Déjà-vu heißt das Wort für das Gefühl, eine neue Situation schon mal erlebt zu haben. Die Schlagzeile „Krankenstand erreicht Rekord-Niveau“ zu lesen, wirkt wie ein Déjà-vu – ist aber keines. Denn diese Schlagzeile begleitet die Deutschen seit der Pandemie. Aber es sind keine Grippen, die den Krankenstand von einem Rekord zum nächsten treiben. Nicht einmal in der Form von „absoluten Killervarianten“.
Allerdings hat die „absolute Killervariante“ schon etwas mit dem steigenden und steigenden Krankenstand zu tun. Wie sich herausstellt, macht es etwas aus den Menschen, wenn der Staat sie zuhause einsperrt. Wenn der Staat seinen Polizeiapparat einsetzt, um Geburtstagsfeiern zu stürmen oder Kinder vom Rodelschlitten zu zerren, weil die Situation so bedrohlich sei. Und wenn Gesundheitsminister Karl Lauterbach (SPD) in der größten Zeitung vor der „absoluten Killervariante“ warnt. Auf Basis einer Studie, die sagt, dass es nicht ganz auszuschließen sei, dass so etwas theoretisch möglich wäre.

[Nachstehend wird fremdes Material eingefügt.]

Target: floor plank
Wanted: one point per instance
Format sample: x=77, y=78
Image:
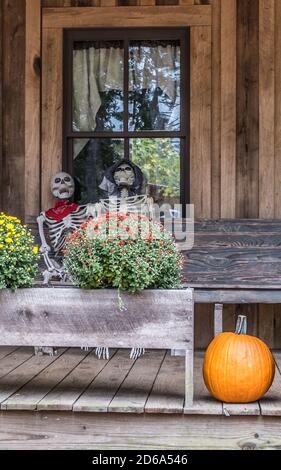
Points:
x=271, y=403
x=17, y=378
x=101, y=391
x=110, y=431
x=14, y=360
x=68, y=391
x=6, y=350
x=233, y=409
x=134, y=391
x=167, y=395
x=203, y=402
x=78, y=381
x=36, y=389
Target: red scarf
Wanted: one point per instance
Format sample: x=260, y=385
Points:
x=61, y=210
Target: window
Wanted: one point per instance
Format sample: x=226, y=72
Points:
x=126, y=97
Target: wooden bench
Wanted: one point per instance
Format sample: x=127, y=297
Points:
x=71, y=317
x=235, y=261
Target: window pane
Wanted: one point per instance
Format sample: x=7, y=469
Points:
x=98, y=69
x=154, y=85
x=159, y=160
x=91, y=158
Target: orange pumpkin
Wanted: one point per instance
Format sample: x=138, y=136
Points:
x=238, y=368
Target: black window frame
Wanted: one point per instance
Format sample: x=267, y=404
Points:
x=182, y=34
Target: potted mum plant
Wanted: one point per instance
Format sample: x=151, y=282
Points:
x=123, y=250
x=18, y=254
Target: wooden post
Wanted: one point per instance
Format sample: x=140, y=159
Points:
x=188, y=378
x=218, y=325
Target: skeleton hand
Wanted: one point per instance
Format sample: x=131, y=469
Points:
x=44, y=248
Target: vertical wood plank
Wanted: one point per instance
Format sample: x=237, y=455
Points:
x=277, y=326
x=266, y=108
x=51, y=109
x=228, y=108
x=107, y=3
x=1, y=107
x=216, y=107
x=185, y=2
x=266, y=324
x=218, y=319
x=13, y=32
x=32, y=108
x=277, y=116
x=247, y=152
x=200, y=121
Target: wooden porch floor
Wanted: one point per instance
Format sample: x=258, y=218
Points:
x=77, y=381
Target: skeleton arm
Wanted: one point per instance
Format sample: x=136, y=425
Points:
x=45, y=248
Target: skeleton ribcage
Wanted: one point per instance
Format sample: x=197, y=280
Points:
x=58, y=231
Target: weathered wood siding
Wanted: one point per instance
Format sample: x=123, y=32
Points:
x=235, y=116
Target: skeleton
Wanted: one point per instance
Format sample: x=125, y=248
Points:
x=66, y=217
x=60, y=221
x=123, y=183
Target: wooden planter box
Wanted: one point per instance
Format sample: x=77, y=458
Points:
x=74, y=317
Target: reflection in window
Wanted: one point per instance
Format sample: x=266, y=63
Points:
x=154, y=85
x=98, y=86
x=159, y=160
x=91, y=158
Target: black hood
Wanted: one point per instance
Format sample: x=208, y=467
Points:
x=108, y=184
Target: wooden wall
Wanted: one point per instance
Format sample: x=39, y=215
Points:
x=235, y=125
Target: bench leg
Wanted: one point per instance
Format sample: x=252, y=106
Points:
x=188, y=378
x=177, y=352
x=218, y=325
x=41, y=350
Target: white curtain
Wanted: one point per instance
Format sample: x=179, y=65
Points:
x=97, y=70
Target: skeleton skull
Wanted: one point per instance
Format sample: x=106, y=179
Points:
x=62, y=186
x=124, y=175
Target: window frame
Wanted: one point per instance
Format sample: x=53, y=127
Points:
x=182, y=34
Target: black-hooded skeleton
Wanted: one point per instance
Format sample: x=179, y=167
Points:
x=109, y=185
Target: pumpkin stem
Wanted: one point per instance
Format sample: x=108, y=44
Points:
x=241, y=325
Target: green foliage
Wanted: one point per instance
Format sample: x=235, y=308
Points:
x=160, y=162
x=126, y=251
x=18, y=255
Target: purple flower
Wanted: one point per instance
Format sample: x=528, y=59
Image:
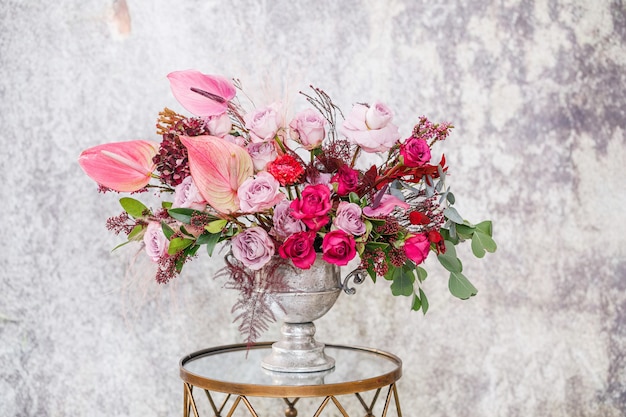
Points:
x=285, y=224
x=259, y=193
x=349, y=219
x=253, y=247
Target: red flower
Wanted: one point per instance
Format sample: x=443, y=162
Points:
x=299, y=248
x=347, y=178
x=285, y=169
x=436, y=238
x=338, y=247
x=415, y=217
x=417, y=247
x=313, y=207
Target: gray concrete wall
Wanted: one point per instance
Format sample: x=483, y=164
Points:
x=535, y=90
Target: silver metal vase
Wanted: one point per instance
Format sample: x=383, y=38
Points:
x=312, y=292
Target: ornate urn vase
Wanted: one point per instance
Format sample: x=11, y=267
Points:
x=309, y=294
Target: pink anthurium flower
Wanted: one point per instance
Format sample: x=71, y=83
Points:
x=218, y=168
x=120, y=166
x=201, y=94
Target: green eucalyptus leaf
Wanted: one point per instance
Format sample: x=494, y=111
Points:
x=460, y=286
x=177, y=244
x=453, y=215
x=136, y=232
x=216, y=226
x=134, y=208
x=424, y=302
x=421, y=274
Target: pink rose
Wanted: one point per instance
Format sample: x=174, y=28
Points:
x=264, y=123
x=299, y=248
x=307, y=128
x=313, y=207
x=284, y=223
x=219, y=125
x=186, y=195
x=259, y=193
x=348, y=218
x=262, y=153
x=387, y=204
x=155, y=241
x=338, y=247
x=253, y=247
x=347, y=179
x=415, y=152
x=371, y=127
x=417, y=247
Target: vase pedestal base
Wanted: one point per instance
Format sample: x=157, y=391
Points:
x=298, y=351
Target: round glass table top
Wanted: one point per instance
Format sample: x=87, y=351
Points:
x=236, y=370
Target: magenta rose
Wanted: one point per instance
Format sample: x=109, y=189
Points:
x=187, y=195
x=313, y=207
x=348, y=218
x=417, y=247
x=415, y=152
x=347, y=180
x=299, y=248
x=156, y=244
x=259, y=193
x=307, y=128
x=219, y=125
x=371, y=127
x=253, y=247
x=284, y=223
x=338, y=247
x=264, y=123
x=262, y=153
x=387, y=204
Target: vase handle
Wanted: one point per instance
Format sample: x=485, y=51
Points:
x=357, y=276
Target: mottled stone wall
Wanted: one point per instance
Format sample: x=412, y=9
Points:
x=535, y=90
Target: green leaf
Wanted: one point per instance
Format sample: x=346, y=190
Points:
x=167, y=231
x=421, y=274
x=133, y=235
x=216, y=226
x=424, y=302
x=417, y=303
x=177, y=244
x=460, y=286
x=212, y=242
x=449, y=261
x=481, y=243
x=402, y=282
x=134, y=208
x=453, y=215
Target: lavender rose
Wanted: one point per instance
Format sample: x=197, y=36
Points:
x=259, y=193
x=253, y=247
x=349, y=219
x=285, y=224
x=264, y=123
x=187, y=195
x=307, y=128
x=262, y=153
x=155, y=241
x=371, y=127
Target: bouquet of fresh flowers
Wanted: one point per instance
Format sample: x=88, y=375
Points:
x=289, y=191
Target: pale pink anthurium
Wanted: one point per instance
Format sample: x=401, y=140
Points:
x=218, y=168
x=201, y=94
x=120, y=166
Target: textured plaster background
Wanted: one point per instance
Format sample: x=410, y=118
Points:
x=535, y=90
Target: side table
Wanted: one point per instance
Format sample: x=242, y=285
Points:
x=236, y=372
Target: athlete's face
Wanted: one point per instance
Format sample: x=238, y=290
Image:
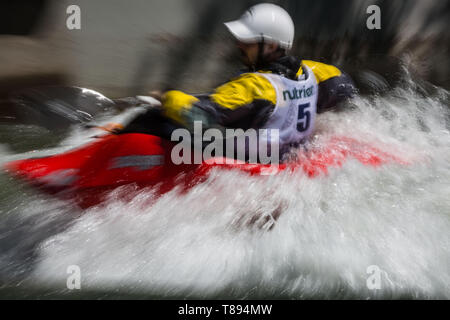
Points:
x=249, y=53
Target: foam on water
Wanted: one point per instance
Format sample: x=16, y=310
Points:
x=330, y=230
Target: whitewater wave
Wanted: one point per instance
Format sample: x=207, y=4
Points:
x=330, y=233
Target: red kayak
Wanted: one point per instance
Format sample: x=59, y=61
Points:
x=88, y=173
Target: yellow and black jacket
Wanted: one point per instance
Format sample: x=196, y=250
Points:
x=248, y=100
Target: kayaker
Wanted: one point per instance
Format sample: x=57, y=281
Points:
x=277, y=91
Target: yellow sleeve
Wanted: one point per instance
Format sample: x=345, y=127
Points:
x=243, y=90
x=175, y=103
x=322, y=71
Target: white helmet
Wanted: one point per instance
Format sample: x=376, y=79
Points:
x=264, y=21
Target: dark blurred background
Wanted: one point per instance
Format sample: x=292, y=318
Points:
x=126, y=48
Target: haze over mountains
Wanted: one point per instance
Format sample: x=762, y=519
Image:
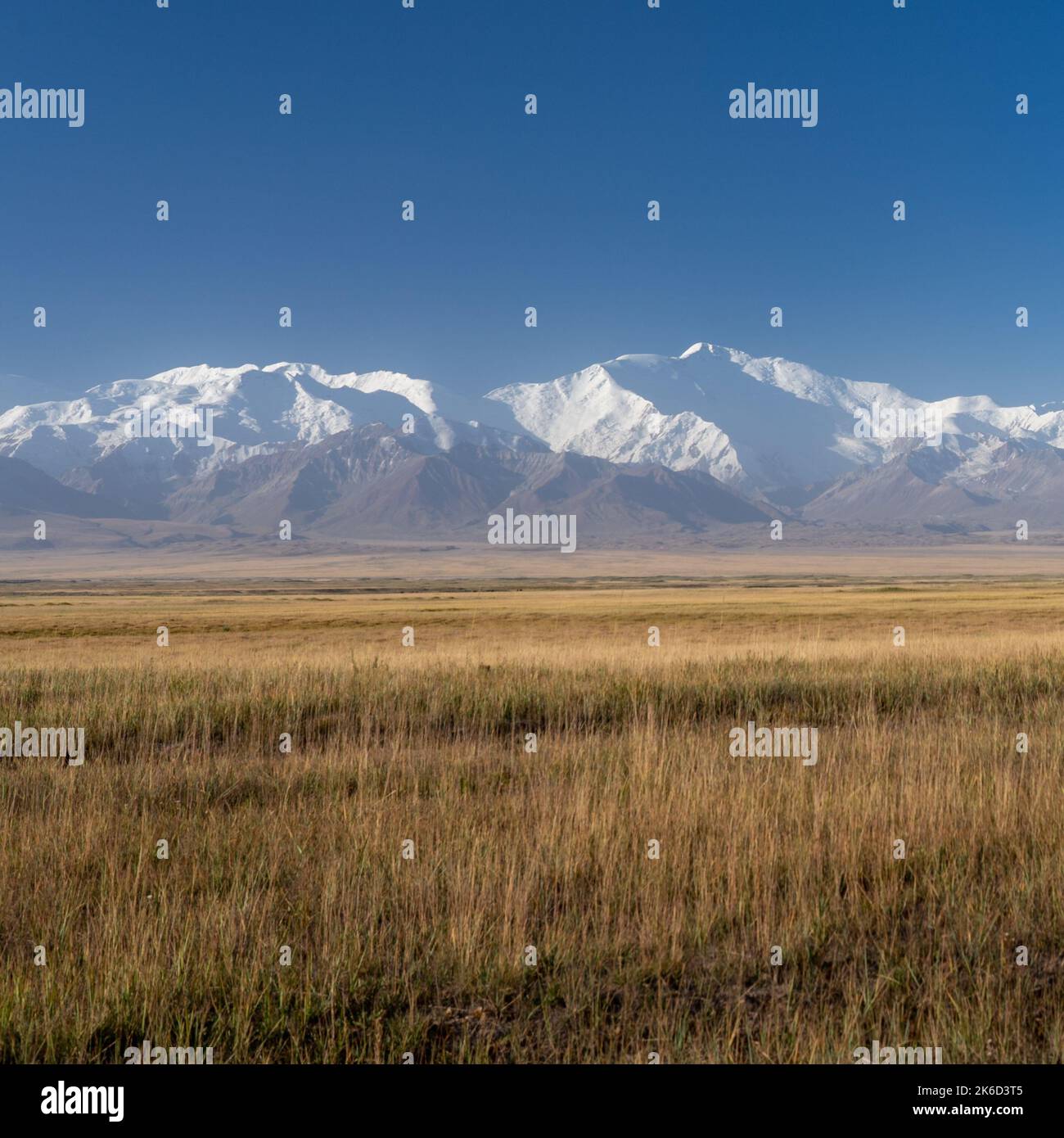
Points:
x=640, y=447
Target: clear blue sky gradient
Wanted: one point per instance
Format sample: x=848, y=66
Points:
x=547, y=210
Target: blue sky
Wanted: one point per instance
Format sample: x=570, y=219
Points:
x=547, y=210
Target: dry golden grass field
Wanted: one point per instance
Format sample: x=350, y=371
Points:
x=427, y=744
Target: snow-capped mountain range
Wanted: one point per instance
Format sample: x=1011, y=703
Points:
x=776, y=434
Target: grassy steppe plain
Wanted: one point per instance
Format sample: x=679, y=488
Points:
x=548, y=849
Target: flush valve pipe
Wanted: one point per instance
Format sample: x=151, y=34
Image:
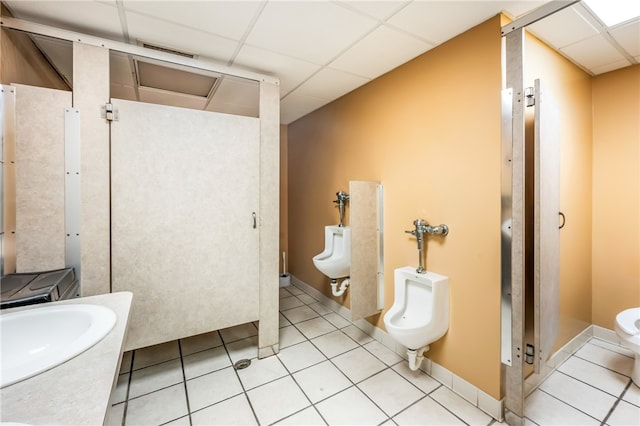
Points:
x=341, y=201
x=421, y=228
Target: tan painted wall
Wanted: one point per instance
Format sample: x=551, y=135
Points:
x=616, y=194
x=430, y=132
x=572, y=90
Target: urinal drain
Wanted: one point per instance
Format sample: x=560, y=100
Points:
x=242, y=364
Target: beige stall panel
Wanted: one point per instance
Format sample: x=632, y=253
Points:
x=184, y=193
x=364, y=209
x=40, y=239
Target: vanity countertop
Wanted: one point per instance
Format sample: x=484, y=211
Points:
x=78, y=391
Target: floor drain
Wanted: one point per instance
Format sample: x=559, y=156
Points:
x=243, y=363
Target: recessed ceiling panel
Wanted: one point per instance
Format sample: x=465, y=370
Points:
x=178, y=37
x=593, y=52
x=290, y=71
x=88, y=17
x=313, y=31
x=224, y=18
x=161, y=97
x=554, y=29
x=366, y=57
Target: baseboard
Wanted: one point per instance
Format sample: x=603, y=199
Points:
x=480, y=399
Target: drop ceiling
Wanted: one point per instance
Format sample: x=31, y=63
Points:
x=320, y=50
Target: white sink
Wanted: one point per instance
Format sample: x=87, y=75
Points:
x=36, y=340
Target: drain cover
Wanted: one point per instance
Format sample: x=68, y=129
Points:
x=243, y=363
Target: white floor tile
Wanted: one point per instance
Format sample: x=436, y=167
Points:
x=385, y=354
x=277, y=400
x=334, y=343
x=390, y=391
x=200, y=342
x=307, y=417
x=546, y=410
x=358, y=364
x=233, y=411
x=301, y=313
x=238, y=332
x=624, y=414
x=290, y=336
x=243, y=349
x=155, y=377
x=422, y=381
x=632, y=395
x=321, y=381
x=358, y=335
x=212, y=388
x=350, y=407
x=290, y=303
x=261, y=371
x=156, y=354
x=426, y=412
x=585, y=398
x=595, y=375
x=205, y=362
x=460, y=407
x=315, y=327
x=320, y=308
x=158, y=407
x=337, y=320
x=300, y=356
x=606, y=358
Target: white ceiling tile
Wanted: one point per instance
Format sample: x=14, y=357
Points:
x=628, y=36
x=173, y=36
x=290, y=71
x=563, y=28
x=365, y=57
x=610, y=67
x=163, y=97
x=377, y=9
x=593, y=52
x=88, y=17
x=439, y=21
x=330, y=84
x=120, y=69
x=224, y=18
x=295, y=106
x=313, y=31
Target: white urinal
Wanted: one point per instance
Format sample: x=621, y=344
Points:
x=420, y=312
x=335, y=260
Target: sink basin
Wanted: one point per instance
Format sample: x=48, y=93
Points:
x=35, y=340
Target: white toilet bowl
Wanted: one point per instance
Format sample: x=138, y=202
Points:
x=420, y=312
x=628, y=329
x=335, y=260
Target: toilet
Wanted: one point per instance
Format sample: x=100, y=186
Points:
x=420, y=312
x=335, y=259
x=628, y=329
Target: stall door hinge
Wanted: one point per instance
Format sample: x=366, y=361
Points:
x=109, y=112
x=529, y=93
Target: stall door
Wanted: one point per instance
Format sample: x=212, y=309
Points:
x=546, y=234
x=184, y=219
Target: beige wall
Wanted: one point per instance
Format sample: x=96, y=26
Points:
x=430, y=132
x=571, y=88
x=616, y=194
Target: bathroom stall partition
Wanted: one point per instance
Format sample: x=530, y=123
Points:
x=184, y=212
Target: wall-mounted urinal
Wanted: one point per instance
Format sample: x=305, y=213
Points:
x=335, y=260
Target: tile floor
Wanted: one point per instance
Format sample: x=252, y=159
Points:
x=330, y=372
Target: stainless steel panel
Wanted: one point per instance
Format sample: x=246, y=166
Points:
x=547, y=234
x=72, y=192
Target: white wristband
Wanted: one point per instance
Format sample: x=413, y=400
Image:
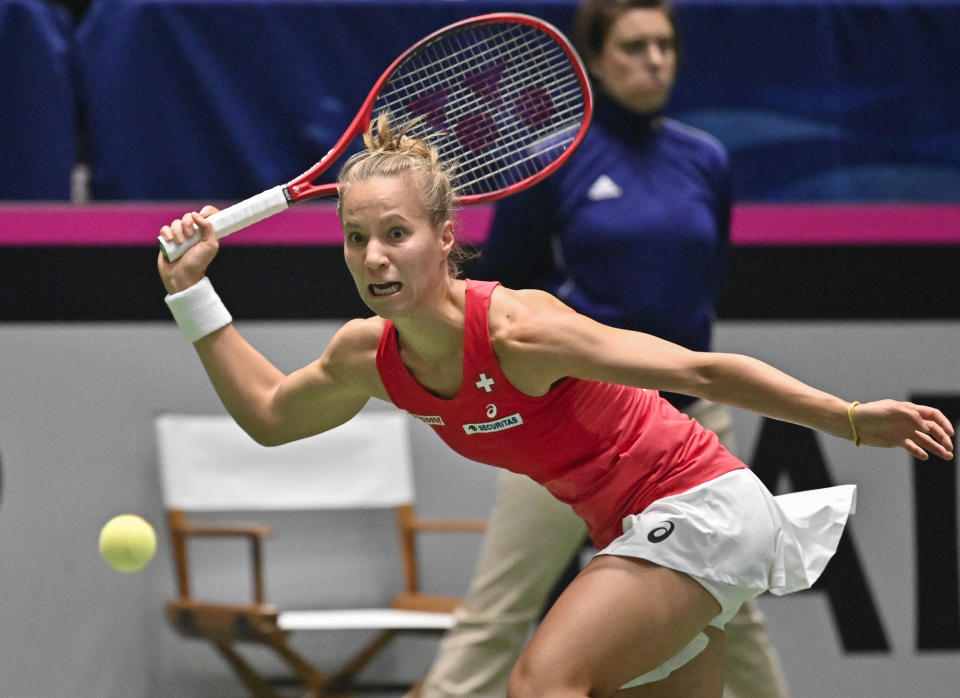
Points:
x=198, y=310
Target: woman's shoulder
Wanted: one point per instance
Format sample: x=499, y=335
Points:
x=517, y=314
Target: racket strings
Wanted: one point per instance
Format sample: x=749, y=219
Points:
x=500, y=104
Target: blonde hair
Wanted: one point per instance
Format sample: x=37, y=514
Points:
x=390, y=152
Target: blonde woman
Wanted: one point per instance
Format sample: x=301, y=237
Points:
x=688, y=533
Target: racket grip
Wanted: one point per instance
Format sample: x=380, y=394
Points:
x=233, y=218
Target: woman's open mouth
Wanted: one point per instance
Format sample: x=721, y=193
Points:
x=385, y=289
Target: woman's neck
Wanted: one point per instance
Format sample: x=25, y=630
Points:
x=436, y=331
x=626, y=123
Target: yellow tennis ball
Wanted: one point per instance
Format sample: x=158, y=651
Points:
x=127, y=543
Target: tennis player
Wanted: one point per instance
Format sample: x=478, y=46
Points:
x=517, y=380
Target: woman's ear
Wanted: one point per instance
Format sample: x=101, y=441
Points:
x=447, y=238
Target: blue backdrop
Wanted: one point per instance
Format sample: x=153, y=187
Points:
x=219, y=99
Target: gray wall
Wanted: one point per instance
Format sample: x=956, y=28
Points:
x=76, y=443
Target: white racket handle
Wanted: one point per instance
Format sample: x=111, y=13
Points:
x=233, y=218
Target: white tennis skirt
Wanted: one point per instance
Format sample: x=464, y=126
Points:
x=738, y=540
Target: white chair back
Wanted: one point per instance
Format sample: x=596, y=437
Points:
x=208, y=463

In Zahlen wirkt sich das so aus: Schon im vergangenen Jahr lag der Krankenstand zwischen dem 1. Juli und dem 30. September laut DAK auf einem Rekordniveau von 4,7 Prozent. Im dritten Quartal dieses Jahres waren es 5,0 Prozent. Eine Steigerung um 0,3 Prozentpunkte – also eine Steigerung von 6,4 Prozent. Von einem Rekordniveau ausgehend.
Das bedeutet: Im Durchschnitt hatte jeder Beschäftigte fünf krankheitsbedingte Fehltage. In einem Zeitraum von 92 Tagen – von denen 27 Tage auf einen Samstag oder Sonntag fielen. Die DAK geht davon aus, dass zum Jahresende jeder Arbeitnehmer im Schnitt 20 krankheitsbedingte Fehltage gehabt haben wird. Eine Sommergrippenwelle habe es indes nicht gegeben. Auf Lauterbachs „absolute Killervariante“ warten wir alle seit anderthalb Jahren, aber es ist nicht ganz ausgeschlossen, dass sie theoretisch noch möglich ist.
Es ist die Zahl der Fehltage wegen Depressionen und Angststörungen, die seit dem dritten Quartal des Vorjahres um ein Viertel zugelegt hat. Von einem Rekordniveau aus. Auch bei den Erkrankungen des Muskel-Skelett-Systems ist der Krankenstand ebenso stark gestiegen: „Ein Anstieg von einem Viertel gegenüber dem Vorjahresquartal ist als dramatisch, quasi als epidemisch zu bezeichnen“, sagt Professor Volker Nürnberg. Er ist Experte für Betriebliches Gesundheitsmanagement.
Der stark erhöhte Krankenstand treffe Deutschland in Zeiten eines steigenden Personalmangels und sei eng mit diesem verknüpft, sagt DAK-Chef Storm. So habe ein „Teufelskreis“ begonnen: Denn fallen die einen Kollegen aus, belastet das die anderen umso mehr. Storm fordert daher: „Die Themen Gesundheit und psychisches Wohlbefinden der Beschäftigten müssen ganz oben auf die Agenda der Unternehmen. Wir müssen den Teufelskreis zwischen steigendem Krankenstand und der Personalnot durchbrechen.“
Der Kassenchef schlägt einen runden Tisch vor – es wäre aber schon geholfen, wenn verantwortungslose Verantwortliche in der Politik nicht mehr von „absoluten Killervarianten“ und Ähnlichem schwafeln. In dem Sommer, in dem die psychischen Erkrankungen auf einen Rekordwert stiegen, zog Lauterbach eine Kampagne durch, in der er vor den Gefahren des Hitzetodes warnte. Für die einen war es ein Déjá-vu – für die anderen nur verantwortungslos.